Tatas set to up Indian Hotels stake
Tata Sons is slated to increase its ownership in The Indian Hotels Company by over 5 percentage points to over 34.6 per cent, reports Arun Kumar.business Updated: Mar 27, 2008 20:55 IST
The current hammering in the secondary market has provided the Tatas an opportunity to hike their holdings in group companies. After Tata Steel, Tata Sons is slated to increase its ownership in The Indian Hotels Company, the largest hospitality chain in the country, by over 5 percentage points to over 34.6 per cent.
However, the group is not planning a preferential issue, rather the stake hike will come aout because of poor response to its ongoing right issues of equity shares and non-convertible debentures with detachable warrants. The equity issue is expected to be subscribed by existing shareholders because it is priced at Rs 70 a share against a current market price of Rs 112. However, the non-convertible debentures are unlikely to be subscribed because the warrants are convertible at Rs 150 a share.

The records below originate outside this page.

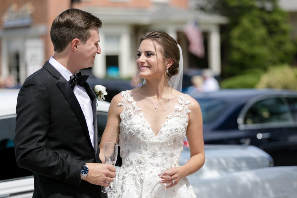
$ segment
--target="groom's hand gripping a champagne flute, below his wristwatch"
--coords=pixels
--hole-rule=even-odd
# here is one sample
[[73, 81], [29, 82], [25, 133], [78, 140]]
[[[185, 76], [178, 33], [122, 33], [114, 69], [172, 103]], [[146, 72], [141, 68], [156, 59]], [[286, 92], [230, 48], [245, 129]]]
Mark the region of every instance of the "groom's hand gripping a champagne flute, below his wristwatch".
[[100, 186], [109, 186], [113, 182], [113, 178], [116, 177], [116, 168], [108, 164], [99, 164], [99, 163], [87, 163], [89, 168], [88, 175], [83, 179], [89, 183], [100, 185]]

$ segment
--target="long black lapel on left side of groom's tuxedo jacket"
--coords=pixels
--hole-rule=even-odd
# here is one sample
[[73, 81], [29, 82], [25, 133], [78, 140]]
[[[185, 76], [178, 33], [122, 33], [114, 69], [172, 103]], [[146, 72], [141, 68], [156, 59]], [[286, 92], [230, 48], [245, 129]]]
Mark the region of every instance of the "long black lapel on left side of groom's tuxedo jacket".
[[[83, 131], [86, 134], [86, 137], [88, 137], [88, 141], [89, 141], [90, 145], [92, 145], [90, 135], [89, 135], [89, 129], [88, 129], [88, 126], [87, 126], [87, 123], [86, 123], [86, 118], [85, 118], [85, 116], [83, 114], [83, 111], [81, 110], [80, 104], [79, 104], [78, 100], [76, 99], [76, 97], [75, 97], [75, 95], [73, 93], [73, 90], [70, 87], [68, 81], [65, 80], [65, 78], [50, 63], [48, 63], [48, 61], [45, 63], [45, 65], [43, 67], [46, 70], [48, 70], [48, 72], [50, 72], [50, 74], [53, 77], [58, 79], [57, 82], [56, 82], [57, 86], [59, 87], [62, 94], [65, 96], [65, 98], [69, 102], [73, 112], [75, 113], [75, 115], [78, 118], [81, 126], [83, 127]], [[95, 95], [95, 98], [96, 98], [96, 95]], [[94, 110], [93, 110], [93, 112], [94, 112]]]

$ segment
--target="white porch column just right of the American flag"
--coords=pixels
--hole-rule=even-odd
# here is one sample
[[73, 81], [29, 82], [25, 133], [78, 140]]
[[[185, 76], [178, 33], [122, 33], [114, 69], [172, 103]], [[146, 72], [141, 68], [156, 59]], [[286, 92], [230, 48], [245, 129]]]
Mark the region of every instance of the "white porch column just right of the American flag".
[[213, 71], [214, 75], [221, 74], [221, 54], [220, 47], [221, 39], [219, 27], [216, 26], [208, 33], [208, 62], [209, 68]]

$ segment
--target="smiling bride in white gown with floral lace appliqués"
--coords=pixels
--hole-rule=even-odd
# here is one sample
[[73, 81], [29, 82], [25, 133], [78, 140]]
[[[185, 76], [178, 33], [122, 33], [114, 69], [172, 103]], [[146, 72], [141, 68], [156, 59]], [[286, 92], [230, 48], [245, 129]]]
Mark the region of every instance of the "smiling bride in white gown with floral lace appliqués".
[[[111, 197], [196, 197], [186, 176], [205, 161], [202, 115], [198, 102], [175, 88], [182, 74], [177, 42], [162, 31], [143, 34], [137, 51], [137, 69], [145, 83], [114, 96], [100, 142], [104, 163], [106, 142], [117, 142], [122, 158]], [[181, 66], [179, 66], [181, 65]], [[181, 68], [179, 68], [181, 67]], [[180, 71], [180, 72], [178, 72]], [[171, 86], [170, 86], [171, 85]], [[187, 137], [190, 159], [179, 166]], [[172, 169], [160, 173], [162, 154], [173, 156]]]

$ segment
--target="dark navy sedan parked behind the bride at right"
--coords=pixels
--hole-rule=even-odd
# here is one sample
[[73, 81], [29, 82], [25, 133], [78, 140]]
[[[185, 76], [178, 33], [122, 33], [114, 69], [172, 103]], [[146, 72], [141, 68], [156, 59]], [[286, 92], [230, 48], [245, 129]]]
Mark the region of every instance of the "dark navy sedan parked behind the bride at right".
[[297, 165], [297, 92], [276, 89], [222, 89], [189, 93], [203, 115], [205, 144], [251, 144], [275, 166]]

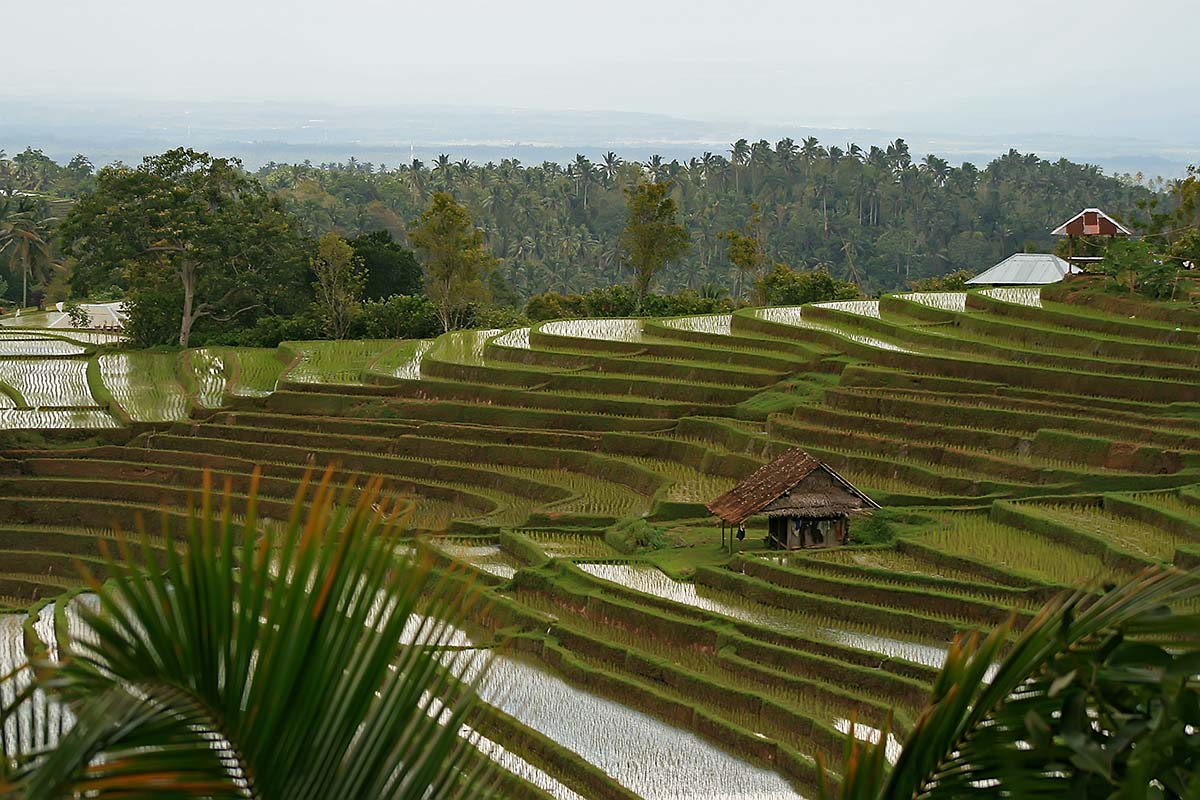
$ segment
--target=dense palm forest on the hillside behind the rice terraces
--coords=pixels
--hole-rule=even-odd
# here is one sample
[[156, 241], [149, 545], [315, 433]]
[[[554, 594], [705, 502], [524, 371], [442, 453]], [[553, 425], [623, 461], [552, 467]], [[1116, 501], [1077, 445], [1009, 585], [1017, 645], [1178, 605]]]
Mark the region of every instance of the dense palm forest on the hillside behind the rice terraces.
[[[258, 172], [313, 235], [388, 229], [402, 237], [436, 191], [451, 192], [480, 225], [509, 287], [522, 299], [629, 281], [620, 259], [624, 190], [670, 181], [691, 248], [668, 266], [664, 290], [706, 284], [733, 293], [727, 230], [762, 240], [768, 263], [828, 269], [866, 294], [956, 270], [980, 271], [1013, 252], [1049, 251], [1050, 230], [1098, 205], [1133, 224], [1156, 192], [1129, 176], [1009, 151], [983, 169], [937, 156], [913, 161], [902, 139], [884, 148], [815, 139], [733, 143], [685, 163], [614, 152], [593, 163], [473, 164], [439, 157], [384, 168], [268, 164]], [[751, 225], [754, 206], [761, 223]], [[748, 288], [748, 287], [743, 287]]]

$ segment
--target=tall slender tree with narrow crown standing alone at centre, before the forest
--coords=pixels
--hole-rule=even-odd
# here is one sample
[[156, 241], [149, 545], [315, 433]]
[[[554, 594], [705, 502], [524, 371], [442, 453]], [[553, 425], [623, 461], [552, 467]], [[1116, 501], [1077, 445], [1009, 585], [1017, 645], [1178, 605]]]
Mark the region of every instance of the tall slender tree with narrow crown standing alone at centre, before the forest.
[[654, 276], [670, 261], [688, 254], [688, 229], [679, 223], [679, 212], [671, 197], [671, 184], [641, 182], [625, 191], [628, 218], [620, 243], [634, 270], [637, 307], [654, 282]]

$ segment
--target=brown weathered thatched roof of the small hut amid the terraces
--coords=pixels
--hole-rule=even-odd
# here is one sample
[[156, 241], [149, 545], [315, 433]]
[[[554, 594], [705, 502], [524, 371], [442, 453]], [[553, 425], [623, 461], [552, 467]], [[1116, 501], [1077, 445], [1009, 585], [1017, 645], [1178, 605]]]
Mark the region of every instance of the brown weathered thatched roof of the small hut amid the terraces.
[[[799, 486], [818, 470], [828, 475], [829, 480], [822, 485]], [[878, 507], [877, 503], [850, 481], [799, 447], [792, 447], [758, 468], [750, 477], [708, 504], [709, 511], [732, 525], [745, 522], [756, 513], [773, 517], [830, 517]]]

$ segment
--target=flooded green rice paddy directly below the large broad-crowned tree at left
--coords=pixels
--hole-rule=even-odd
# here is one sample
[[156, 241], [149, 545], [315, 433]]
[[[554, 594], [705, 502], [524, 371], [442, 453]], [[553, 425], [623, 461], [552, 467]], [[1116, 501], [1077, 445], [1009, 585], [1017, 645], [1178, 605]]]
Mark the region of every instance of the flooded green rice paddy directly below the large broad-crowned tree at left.
[[109, 353], [100, 356], [104, 386], [138, 422], [170, 422], [187, 416], [187, 392], [175, 378], [170, 353]]

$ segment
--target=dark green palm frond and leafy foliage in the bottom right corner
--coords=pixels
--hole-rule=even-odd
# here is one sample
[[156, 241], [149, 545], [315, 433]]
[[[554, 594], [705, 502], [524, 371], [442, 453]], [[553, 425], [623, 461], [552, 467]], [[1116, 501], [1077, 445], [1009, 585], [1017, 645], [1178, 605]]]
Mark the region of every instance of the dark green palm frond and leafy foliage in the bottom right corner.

"Subscription to the non-convertible debentures would help the Tatas to bolster their holding by 5.6 percentage points," said investment banking sources. “When we were pricing the warrants the market price was around Rs 140, but now the situation has changed,” said sources close to the development. The Indian Hotels scrip had touched a peak of Rs 175 on January 1, but after the bloodbath of January 22 it closed at Rs 114.
According to the letter of offer of the right issues, Indian Hotels, with a market capitalisation of Rs 6,761 crore, is raising Rs 2,351 crore though a combination of equity shares, non-convertible debentures and conversion of warrants. Through the right issue, which will close on April 15, the company is issuing 120.5 million equity shares in the ratio of one for every five held. It is also issuing 60.2 million non-convertible debentures of Rs 100 each along with detachable warrants that will be converted into equity at Rs 150. The non-convertible debentures carry an interest rate of 6 per cent.
“In the given interest rate scenario, it will be difficult for investors to buy non-convertible debentures with a coupon rate of 6 per cent and the conversion price of the warrants is also at a significant premium to the underlying price in the secondary market,” said an executive with an institutional investor.